Other cities that have already taken action to temporarily hold off on the introduction of medical marijuana dispensaries (even though a CBD only law is already in effect and there are limited dispensaries already open) include Sarasota, Orlando, Winter Garden, and it is still being discussed in Green Cove Springs. Counties that have already enacted temporary moratoriums, like Orange County, include Hillsborough and Miami-Dade.
Luckily, all these bans will do is prolong the process of getting medical marijuana to patients in these areas – patients will still be able to travel to nearby cities or counties in order to get their medicine; none of these localities appear to plan on keeping the ban in place. However, it’s unfortunate to see people so worried about not having enough time to adopt regulations, when patients have been waiting for this and they deserve to get a much needed medicine as soon as possible.
Cities in Maine are Also Working against Legalization
Maine is somewhere in between when it comes to how they are handling the possible legalization of cannabis. Maine is looking at Question 1, which would legalize adult use of cannabis, allow retail dispensaries and it would also open the possibility of cannabis social clubs.
While people are not rushing to outright ban cannabis sales in their cities or counties as some are in California, there are definitely a number of cities who are considering temporary moratoriums of six months or more to allow them to determine their own zoning and licensing regulations. These cities are looking at is as a precaution only, ensuring that no businesses will crop up before they are able to determine where and how they should operate within city limits.

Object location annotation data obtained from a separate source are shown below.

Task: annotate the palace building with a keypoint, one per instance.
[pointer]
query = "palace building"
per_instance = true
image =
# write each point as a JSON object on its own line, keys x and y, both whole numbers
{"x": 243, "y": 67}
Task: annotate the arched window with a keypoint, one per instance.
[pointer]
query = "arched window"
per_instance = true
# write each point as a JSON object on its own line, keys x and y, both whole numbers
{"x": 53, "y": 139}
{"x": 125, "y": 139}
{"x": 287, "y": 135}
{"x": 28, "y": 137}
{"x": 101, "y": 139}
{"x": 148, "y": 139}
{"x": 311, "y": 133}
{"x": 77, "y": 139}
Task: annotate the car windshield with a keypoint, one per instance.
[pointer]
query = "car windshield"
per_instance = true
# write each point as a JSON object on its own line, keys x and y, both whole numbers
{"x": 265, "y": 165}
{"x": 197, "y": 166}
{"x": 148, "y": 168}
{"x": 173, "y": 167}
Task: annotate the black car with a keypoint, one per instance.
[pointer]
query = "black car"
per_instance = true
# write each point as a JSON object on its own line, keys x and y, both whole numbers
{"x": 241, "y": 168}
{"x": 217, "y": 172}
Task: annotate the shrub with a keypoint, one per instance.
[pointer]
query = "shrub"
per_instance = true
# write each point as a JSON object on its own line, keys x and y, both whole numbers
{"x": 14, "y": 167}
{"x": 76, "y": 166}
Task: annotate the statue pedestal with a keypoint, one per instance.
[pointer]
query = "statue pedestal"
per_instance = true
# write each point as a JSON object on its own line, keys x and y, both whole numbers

However, it will take at least nine months to a year for the state to come up with their final regulations should Question 1 pass on Tuesday. Overall, it seems that Maine towns, such as Gray and Brewer, which have both already have in place temporary six month bans – and Westbrook and Cumberland, which are still discussing the possibility of a moratorium, are only doing this to try and ensure that their cities get the chance to have the final say before any businesses try to open.
One of the things that cannabis legalization initiatives try to do – at least the ones allowing adult use – is to try and give local areas the chance to make their own decisions. There are still some extremely conservative cities, even in the most liberal of states, and those places may want to attempt to continue prohibition while they wait to see how it works out for the rest of the state.
Hopefully, most of these temporary moratoriums are exactly that – temporary. Once the election is over, and we know whether or not these states will even be allowing legal sales, the cities can determine how they wish to move forward. Considering all the benefits that a regulated market has, whether it is strictly medical or full commercial legalization, hopefully the majority of these cities will move quickly to enact the regulations necessary for the industry to take hold without much delay.